Selected publications

  • Gaidt MM, Ebert TS, Chauhan D, Ramshorn K, Pinci F, Zuber S, O’Duill F, Schmid-Burgk JL, Hoss F, Buhmann R, Wittmann G, Latz E, Subklewe M, Hornung V. The DNA Inflammasome in Human Myeloid Cells Is Initiated by a STING-Cell Death Program Upstream of NLRP3. ''Cell. 2017;171:1110–1124.e18. doi:10.1016/j.cell.2017.09.039.

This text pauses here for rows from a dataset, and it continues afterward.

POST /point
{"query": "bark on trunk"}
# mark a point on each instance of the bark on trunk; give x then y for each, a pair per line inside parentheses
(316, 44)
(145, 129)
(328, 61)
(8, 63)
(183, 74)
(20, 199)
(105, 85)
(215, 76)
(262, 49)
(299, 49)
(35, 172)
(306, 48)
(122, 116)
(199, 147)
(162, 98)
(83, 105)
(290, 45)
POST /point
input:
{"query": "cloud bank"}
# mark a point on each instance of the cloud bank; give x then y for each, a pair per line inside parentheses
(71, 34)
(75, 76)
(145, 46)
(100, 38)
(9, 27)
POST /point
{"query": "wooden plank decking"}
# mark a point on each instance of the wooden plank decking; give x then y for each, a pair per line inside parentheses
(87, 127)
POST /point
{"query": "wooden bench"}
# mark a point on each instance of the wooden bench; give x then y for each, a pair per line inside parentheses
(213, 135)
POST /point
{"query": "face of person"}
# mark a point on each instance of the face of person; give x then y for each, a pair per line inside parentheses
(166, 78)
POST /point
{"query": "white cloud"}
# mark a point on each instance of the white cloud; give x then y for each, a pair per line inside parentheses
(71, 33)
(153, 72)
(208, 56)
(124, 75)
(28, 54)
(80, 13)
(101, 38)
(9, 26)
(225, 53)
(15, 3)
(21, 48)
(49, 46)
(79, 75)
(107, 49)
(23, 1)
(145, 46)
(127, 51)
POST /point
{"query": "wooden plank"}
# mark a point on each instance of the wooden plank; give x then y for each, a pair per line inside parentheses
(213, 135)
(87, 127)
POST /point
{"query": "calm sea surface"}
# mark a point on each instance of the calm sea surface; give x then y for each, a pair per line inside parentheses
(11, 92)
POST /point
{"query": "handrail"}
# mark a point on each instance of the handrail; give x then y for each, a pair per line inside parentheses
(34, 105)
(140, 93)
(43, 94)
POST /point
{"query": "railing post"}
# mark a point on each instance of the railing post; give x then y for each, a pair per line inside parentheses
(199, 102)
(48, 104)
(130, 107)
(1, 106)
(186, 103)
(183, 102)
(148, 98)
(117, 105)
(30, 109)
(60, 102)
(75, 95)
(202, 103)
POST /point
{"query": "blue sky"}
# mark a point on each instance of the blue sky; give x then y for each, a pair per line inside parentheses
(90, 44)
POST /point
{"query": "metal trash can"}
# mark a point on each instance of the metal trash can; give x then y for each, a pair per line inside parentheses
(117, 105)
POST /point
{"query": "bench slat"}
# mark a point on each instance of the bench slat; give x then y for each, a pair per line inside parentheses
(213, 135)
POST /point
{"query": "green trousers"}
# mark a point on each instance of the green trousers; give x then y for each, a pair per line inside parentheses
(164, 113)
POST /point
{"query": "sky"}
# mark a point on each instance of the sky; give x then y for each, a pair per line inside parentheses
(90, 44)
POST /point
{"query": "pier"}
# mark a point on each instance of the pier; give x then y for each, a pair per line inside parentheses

  • Ablasser A, Goldeck M, Cavlar T, Deimling T, Witte G, Rohl I, Hopfner KP, Ludwig J, Hornung V. cGAS produces a 2′-5′-linked cyclic dinucleotide second messenger that activates STING. Nature. 2013;498:380-384.
  • Hornung V, Bauernfeind F, Halle A, Samstad EO, Kono H, Rock KL, Fitzgerald KA, Latz E. Silica crystals and aluminium salts activate the NALP3 inflammasome through phagosomal destabilization. Nat Immunol. 2008;9:847-856.
  • Hornung V, Ablasser A, Charrel-Dennis M, Bauernfeind F, Horvath G, Caffrey DR, Latz E, Fitzgerald KA. AIM2 recognises cytosolic dsDNA and forms a caspase-1-activating inflammasome with ASC. Nature. 2009;458:514-518.
  • Hornung V, Ellegast J, Kim S, Brzózka K, Jung A, Kato H, Poeck H, Akira S, Conzelmann K-K, Schlee M, Endres S, Hartmann G. 5′-Triphosphate RNA is the ligand for RIG-I. Science. 2006;314:994-997.
  • Hornung V. Innate sensing of cytosolic nucleic acids and its role in health and disease. Frontiers in Immunology.'' Review Article.